Suppose $f(x+1)=f(x)$ is real analytic for $x\in \mathbb{R}\setminus \mathbb{Z}$. Moreover, it is once-differentiable at $x\in \mathbb{Z}$.
In addition, suppose that on the interval $(0,1)$, we know the analytic continuation into the complex plane. Let us call this function $g(z)$, where $0<\mathrm{Re}(z)<1$. Finally, we also know that $g(z+n)=g(z)$ for some integer $n>1$. So really, we know the analytic continuation of $f(x)$ for $\mathrm{Re}(z)\in (mn,mn+1)$ for $m\in\mathbb{Z}$.

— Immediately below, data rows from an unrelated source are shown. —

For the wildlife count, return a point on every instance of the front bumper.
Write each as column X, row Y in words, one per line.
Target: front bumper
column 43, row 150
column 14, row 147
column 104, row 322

I want to find the analytic continuation valid for any $\mathrm{Re}(z)\in \mathbb{R}\setminus \mathbb{Z}$. An obvious continuation is that one takes $g([z])$, where the fractional part is defined as: $$[z]=z+k \quad, k\in\mathbb{Z}\quad \text{such that}\quad 0<z+k<1.$$ This function agrees with $f(x)$ on $\mathbb{R}\setminus \mathbb{Z}$. For the specific function at hand, it turns out that $g(z)$ at $z=0,1$ is once differentiable, even though the fractional part is not defined there. This matches with the behaviour of $f(x)$.
My question: is this continuation unique?